The Red Hand Files allows Cave to interact with fans, who can ask him questions on the site.

On the site, the singer also shares stories behind his music, advice and more.

“Hallmark card hippie”

The singer was responding to online flack which was levelled at him from a fan called Ermine, who criticised the singer over losing his anger.

“When did you become a Hallmark card hippie? Joy, love, peace. Puke! Where’s the rage, anger, hatred?”, the fan asked Cave.

“Reading these lately is like listening to an old preacher drone on and on at Sunday mass”, he added.

In response to this online polemic, Cave pointed to the tragic death of his son Arthur as a key reason for his change in his approach.

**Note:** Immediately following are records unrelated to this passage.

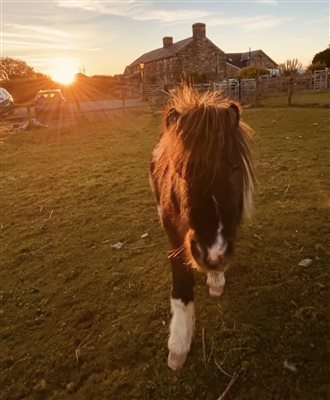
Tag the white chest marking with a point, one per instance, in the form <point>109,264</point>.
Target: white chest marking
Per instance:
<point>217,250</point>
<point>216,282</point>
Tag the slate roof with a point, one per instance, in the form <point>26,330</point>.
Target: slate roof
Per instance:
<point>239,59</point>
<point>163,52</point>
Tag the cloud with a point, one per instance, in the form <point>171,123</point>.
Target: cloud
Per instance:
<point>258,22</point>
<point>272,2</point>
<point>40,29</point>
<point>141,11</point>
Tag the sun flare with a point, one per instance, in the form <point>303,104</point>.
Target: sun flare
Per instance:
<point>64,70</point>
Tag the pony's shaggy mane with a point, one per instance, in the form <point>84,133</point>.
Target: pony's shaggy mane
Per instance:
<point>204,131</point>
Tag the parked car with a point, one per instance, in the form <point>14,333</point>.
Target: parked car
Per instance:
<point>50,104</point>
<point>6,102</point>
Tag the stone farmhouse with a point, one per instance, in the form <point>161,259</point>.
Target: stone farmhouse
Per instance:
<point>195,57</point>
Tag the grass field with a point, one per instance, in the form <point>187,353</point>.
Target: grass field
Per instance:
<point>300,99</point>
<point>82,320</point>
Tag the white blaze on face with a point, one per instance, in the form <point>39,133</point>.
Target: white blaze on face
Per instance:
<point>217,250</point>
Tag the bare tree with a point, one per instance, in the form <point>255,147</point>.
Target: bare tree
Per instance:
<point>290,69</point>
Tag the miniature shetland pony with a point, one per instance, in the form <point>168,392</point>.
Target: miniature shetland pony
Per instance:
<point>202,177</point>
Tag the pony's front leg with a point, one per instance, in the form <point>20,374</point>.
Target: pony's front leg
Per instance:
<point>183,316</point>
<point>216,282</point>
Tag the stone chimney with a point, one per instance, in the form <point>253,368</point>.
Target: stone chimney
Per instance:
<point>167,41</point>
<point>198,30</point>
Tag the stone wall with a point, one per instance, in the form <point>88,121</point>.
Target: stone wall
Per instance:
<point>261,60</point>
<point>202,57</point>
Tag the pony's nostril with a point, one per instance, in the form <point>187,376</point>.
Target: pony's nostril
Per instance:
<point>196,250</point>
<point>214,261</point>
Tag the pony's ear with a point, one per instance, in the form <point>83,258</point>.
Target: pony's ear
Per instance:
<point>235,112</point>
<point>171,117</point>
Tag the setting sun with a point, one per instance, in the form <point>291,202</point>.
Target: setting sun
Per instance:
<point>64,70</point>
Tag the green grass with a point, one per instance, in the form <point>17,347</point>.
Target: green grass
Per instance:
<point>82,320</point>
<point>301,99</point>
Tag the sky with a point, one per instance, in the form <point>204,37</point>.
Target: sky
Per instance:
<point>102,37</point>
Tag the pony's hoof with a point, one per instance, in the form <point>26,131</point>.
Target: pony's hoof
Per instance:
<point>175,361</point>
<point>215,291</point>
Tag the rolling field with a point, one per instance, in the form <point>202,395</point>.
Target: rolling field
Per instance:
<point>83,320</point>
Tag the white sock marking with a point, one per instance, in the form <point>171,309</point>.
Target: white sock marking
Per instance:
<point>181,328</point>
<point>218,248</point>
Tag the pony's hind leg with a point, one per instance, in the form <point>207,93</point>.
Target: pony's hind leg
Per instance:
<point>183,318</point>
<point>216,282</point>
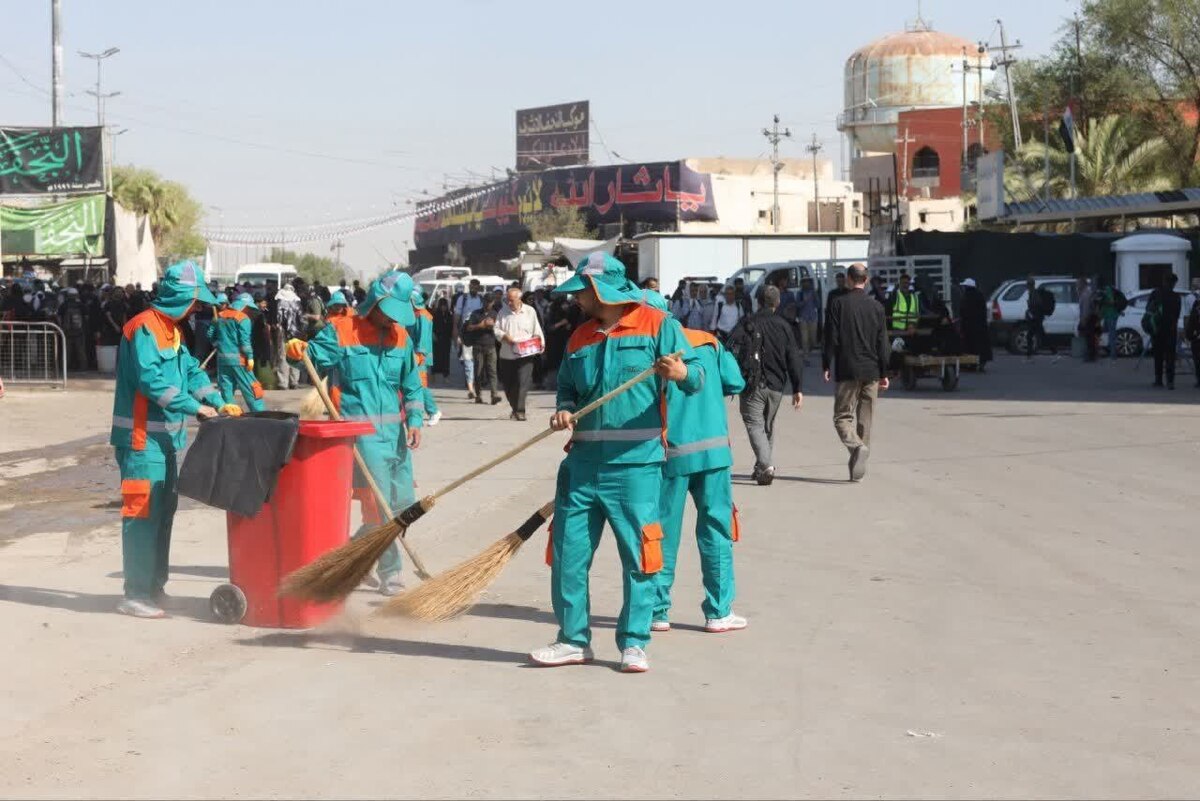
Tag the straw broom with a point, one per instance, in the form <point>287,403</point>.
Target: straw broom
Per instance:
<point>367,549</point>
<point>453,592</point>
<point>335,574</point>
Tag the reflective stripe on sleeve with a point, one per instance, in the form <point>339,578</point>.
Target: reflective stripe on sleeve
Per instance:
<point>167,396</point>
<point>150,425</point>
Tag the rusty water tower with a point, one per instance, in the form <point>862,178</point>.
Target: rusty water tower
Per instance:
<point>915,68</point>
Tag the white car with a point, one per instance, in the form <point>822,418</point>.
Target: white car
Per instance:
<point>1009,302</point>
<point>1132,339</point>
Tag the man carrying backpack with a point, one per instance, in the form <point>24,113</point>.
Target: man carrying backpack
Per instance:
<point>1039,305</point>
<point>1113,305</point>
<point>765,348</point>
<point>1162,323</point>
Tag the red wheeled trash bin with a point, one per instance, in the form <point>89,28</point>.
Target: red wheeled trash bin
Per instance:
<point>309,515</point>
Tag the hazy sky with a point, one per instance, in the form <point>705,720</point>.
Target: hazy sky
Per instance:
<point>295,112</point>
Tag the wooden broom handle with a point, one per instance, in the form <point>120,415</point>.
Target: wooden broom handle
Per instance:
<point>384,506</point>
<point>582,413</point>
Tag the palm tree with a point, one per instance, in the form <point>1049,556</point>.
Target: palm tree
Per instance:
<point>1111,157</point>
<point>172,211</point>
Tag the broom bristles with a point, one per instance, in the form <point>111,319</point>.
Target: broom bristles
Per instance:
<point>335,574</point>
<point>456,590</point>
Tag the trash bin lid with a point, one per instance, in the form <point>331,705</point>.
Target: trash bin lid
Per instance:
<point>335,428</point>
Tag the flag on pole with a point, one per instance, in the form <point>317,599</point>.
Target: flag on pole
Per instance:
<point>1067,130</point>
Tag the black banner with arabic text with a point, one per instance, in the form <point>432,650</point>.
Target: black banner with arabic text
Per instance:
<point>42,161</point>
<point>552,136</point>
<point>652,193</point>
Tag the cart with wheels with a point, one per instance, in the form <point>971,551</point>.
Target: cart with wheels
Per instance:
<point>307,515</point>
<point>945,368</point>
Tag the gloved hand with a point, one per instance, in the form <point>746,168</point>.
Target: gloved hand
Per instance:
<point>297,349</point>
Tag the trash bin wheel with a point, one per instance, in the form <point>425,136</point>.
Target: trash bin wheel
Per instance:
<point>228,603</point>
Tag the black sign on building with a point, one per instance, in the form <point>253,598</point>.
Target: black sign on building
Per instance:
<point>552,136</point>
<point>40,161</point>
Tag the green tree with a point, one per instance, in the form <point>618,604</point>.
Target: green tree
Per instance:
<point>563,221</point>
<point>1111,157</point>
<point>174,215</point>
<point>1158,43</point>
<point>310,266</point>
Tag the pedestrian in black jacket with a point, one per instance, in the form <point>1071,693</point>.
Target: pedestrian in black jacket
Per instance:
<point>1164,307</point>
<point>766,349</point>
<point>856,355</point>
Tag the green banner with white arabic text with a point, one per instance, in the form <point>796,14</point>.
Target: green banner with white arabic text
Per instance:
<point>70,228</point>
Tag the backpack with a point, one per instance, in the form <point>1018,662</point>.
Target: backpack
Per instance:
<point>471,336</point>
<point>72,318</point>
<point>1049,302</point>
<point>1150,320</point>
<point>747,350</point>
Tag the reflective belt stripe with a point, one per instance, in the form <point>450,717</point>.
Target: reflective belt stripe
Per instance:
<point>141,410</point>
<point>204,391</point>
<point>697,446</point>
<point>373,419</point>
<point>167,397</point>
<point>617,435</point>
<point>148,426</point>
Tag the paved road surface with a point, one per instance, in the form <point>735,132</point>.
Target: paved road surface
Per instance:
<point>1007,607</point>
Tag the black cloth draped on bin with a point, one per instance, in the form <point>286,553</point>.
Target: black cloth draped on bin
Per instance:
<point>235,462</point>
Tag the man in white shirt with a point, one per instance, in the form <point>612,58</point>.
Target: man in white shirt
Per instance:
<point>726,314</point>
<point>521,341</point>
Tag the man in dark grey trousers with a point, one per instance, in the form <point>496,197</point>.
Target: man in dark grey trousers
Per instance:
<point>857,354</point>
<point>766,341</point>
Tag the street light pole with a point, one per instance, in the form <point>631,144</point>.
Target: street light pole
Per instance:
<point>774,136</point>
<point>57,62</point>
<point>100,97</point>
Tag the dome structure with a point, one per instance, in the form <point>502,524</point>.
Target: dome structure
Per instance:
<point>915,68</point>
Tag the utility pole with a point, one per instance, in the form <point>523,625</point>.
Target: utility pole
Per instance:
<point>1007,61</point>
<point>966,68</point>
<point>57,62</point>
<point>814,148</point>
<point>97,92</point>
<point>774,136</point>
<point>904,166</point>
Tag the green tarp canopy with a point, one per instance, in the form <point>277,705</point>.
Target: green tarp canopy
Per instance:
<point>70,228</point>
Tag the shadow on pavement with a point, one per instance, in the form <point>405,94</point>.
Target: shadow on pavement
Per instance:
<point>747,480</point>
<point>90,603</point>
<point>361,644</point>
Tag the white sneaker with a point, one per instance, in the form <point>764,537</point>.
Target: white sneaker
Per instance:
<point>139,608</point>
<point>559,654</point>
<point>634,660</point>
<point>730,622</point>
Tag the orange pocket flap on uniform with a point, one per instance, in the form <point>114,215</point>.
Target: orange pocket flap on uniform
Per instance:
<point>652,548</point>
<point>136,498</point>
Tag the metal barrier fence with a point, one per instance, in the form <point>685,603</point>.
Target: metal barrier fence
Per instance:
<point>33,353</point>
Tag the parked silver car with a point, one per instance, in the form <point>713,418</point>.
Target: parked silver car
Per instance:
<point>1009,302</point>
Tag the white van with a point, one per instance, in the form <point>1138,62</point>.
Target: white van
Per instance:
<point>259,273</point>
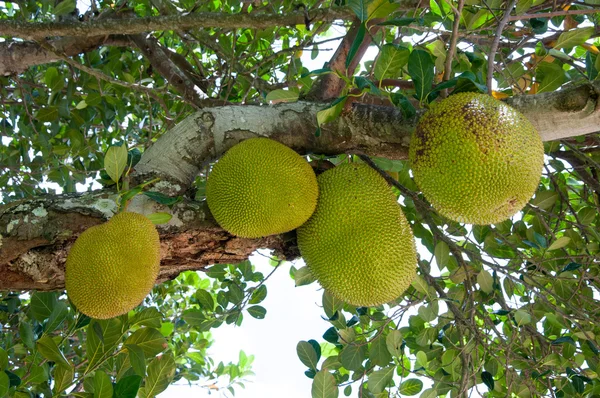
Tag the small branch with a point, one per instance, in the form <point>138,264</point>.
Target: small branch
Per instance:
<point>135,25</point>
<point>16,57</point>
<point>453,40</point>
<point>552,14</point>
<point>159,58</point>
<point>496,42</point>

“Things changed after my first son died,” Cave wrote. “I changed. For better or for worse, the rage you speak of lost its allure and, yes, perhaps I became a Hallmark card hippie. Hatred stopped being interesting. Those feelings were like old dead skins that I shed. They were their own kind of puke”.

He continued, “Sitting around in my own mess, pissed off at the world, disdainful of the people in it, and thinking my contempt for things somehow amounted to something, had some kind of nobility, hating this thing here, and that thing there, and that other thing over there, and making sure that everybody around me knew it, not just knew, but felt it too, contemptuous of beauty, contemptuous of joy, contemptuous of happiness in others, well, this whole attitude just felt, I don’t know, in the end, sort of dumb”. 

“extend a hand”

Nick Cave’s son Arthur died after falling from a cliff in Brighton. A tragedy which Cave described in his newsletter as “actual devastation”.

Cave said that he “felt a sudden, urgent need to, at the very least, extend a hand in some way to assist it – this terrible, beautiful world – instead of merely vilifying it, and sitting in judgement of it”.

In conclusion, Nick Cave still conceded that Ermine could still be right in his assessment of his energy shift.

“But, well, here we are, you and me, sending smoke signals to each other across a yawning ideological divide,” he conluded. “Hello Ermine, I drone, hello”.

Seven years after Arthur’s death, Nick Cave had the misfortune to experience the cruel tragedy all over again, when his other son Jethro died aged 31 last May.